The Irishman is about karma and regret and dubiously going through life with your head down and not letting any airy-fairy or side-door considerations get in the way. It’s also about “the hour is nigh” as well as “good God, what have I done?” Who out there (and I’m talking to you, Academy members) hasn’t considered that question while lying in bed at 3:30 am and staring at the ceiling?
SPECIAL HE ADVERTORIAL:
Can we just blurt it out? The Irishman is Marty’s acknowledgment-of-death film. An acceptance of the inevitable mixed with currents of regret and trepidation. The New Yorker‘s Anthony Lane said it several weeks ago — it’s “Wild Strawberries with handguns.”
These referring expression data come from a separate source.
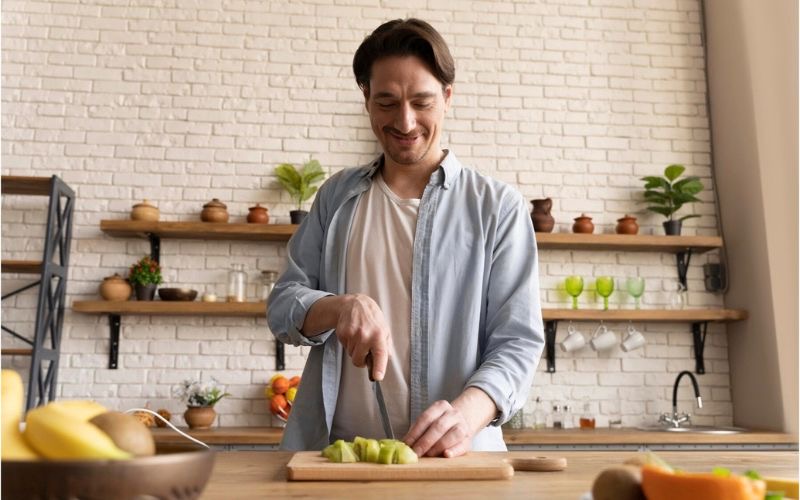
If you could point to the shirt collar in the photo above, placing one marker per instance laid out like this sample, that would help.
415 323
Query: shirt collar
444 176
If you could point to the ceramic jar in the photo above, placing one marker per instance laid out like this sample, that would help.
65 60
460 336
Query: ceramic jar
627 225
214 211
258 215
199 417
145 211
115 288
543 222
583 224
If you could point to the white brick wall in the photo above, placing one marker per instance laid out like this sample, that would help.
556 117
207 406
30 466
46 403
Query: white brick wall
127 100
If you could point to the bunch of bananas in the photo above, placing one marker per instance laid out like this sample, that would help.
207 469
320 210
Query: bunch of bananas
67 430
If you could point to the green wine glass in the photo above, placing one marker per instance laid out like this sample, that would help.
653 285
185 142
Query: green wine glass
604 285
574 287
635 287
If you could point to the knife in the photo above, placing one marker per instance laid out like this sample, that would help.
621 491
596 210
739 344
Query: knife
376 387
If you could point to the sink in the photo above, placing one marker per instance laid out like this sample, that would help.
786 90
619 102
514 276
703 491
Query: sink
700 429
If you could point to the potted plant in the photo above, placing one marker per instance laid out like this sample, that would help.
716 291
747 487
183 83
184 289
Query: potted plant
666 195
145 276
300 184
199 399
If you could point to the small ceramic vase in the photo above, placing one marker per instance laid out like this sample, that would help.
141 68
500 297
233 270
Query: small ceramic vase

Which is why some Millennials and GenZ types don’t feel as reverential toward The Irishman as 40-and-up viewers. Because many of them have this notion that the cloaked visitor is so far away that they might as well be immortal. Why not, right? I remember that attitude.
Scorsese is surely our greatest and most nominated director, yet he’s only won a single Oscar and ironically for a film he made with dexterity and efficiency but which he regarded at the time as a generic exercise — The Departed. The Irishman, by contrast, is Marty through and through…DNA, fingerprints, history, obsessions, personality.
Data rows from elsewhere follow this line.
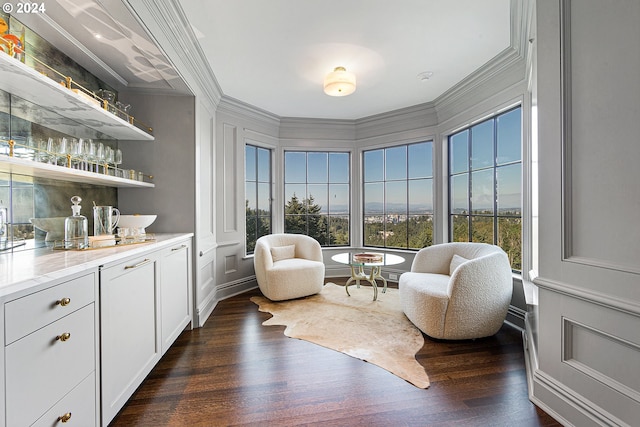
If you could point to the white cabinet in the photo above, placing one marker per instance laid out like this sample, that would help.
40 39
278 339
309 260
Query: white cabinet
130 343
175 292
50 354
145 303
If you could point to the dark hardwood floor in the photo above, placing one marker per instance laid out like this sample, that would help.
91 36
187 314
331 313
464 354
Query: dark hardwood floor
234 371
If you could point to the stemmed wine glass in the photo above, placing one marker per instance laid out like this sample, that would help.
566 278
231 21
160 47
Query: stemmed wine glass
91 155
108 158
52 150
100 157
117 158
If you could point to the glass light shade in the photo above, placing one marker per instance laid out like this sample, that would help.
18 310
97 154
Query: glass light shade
339 82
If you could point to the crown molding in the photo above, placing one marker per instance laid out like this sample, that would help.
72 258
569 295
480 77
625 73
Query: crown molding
235 107
170 23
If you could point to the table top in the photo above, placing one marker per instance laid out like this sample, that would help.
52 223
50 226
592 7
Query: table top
347 258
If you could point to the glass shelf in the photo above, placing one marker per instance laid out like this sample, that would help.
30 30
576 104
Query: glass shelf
25 82
45 170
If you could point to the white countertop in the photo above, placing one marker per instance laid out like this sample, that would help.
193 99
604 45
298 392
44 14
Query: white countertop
27 269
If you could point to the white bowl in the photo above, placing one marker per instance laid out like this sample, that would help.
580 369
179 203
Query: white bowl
54 227
136 221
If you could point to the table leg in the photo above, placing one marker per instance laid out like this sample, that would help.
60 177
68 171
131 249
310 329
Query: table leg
361 275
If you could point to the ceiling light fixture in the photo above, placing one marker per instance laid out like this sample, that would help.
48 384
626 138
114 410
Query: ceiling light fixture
339 82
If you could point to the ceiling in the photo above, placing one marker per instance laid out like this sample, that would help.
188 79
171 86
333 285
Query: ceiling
274 54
Plus The Irishman contains 11 or 12 master-class performances. Robert De Niro, Al Pacino, Joe Pesci, Stephen Graham, Marin Ireland and the nearly wordless Anna Paquin are the stuff of instant relish and extra-level pulverizing. Not to mention Harvey Keitel, Ray Romano, Bobby Cannavale, Kathrine Narducci, Domenick Lombardozzi as “Fat Tony” Salerno, Sebastian Maniscalco as “Crazy Joe” Gallo, etc. Everyone in this film is perfect. The awareness that you’re watching actors giving performances goes right out the window almost immediately. You’re just there and so are they. And then it’s all one thing.
Movie Godz to Academy members: We understand that no one is perfect and that you all have a lot on your minds, and that many of you observe the age-old habit of raising your damp finger to the wind before voting for Best Picture. You’d like to vote for what you sincerely regard as 2019’s Best Film, but at the same time you don’t want to stand alone. We get it. We’ve been there.
But of course, you won’t be standing alone if you vote for The Irishman. You’ll be with us, the fathers of the realm. Along with the ghost of Howard Hawks, who knew a thing or two about what made good mustard and what didn’t.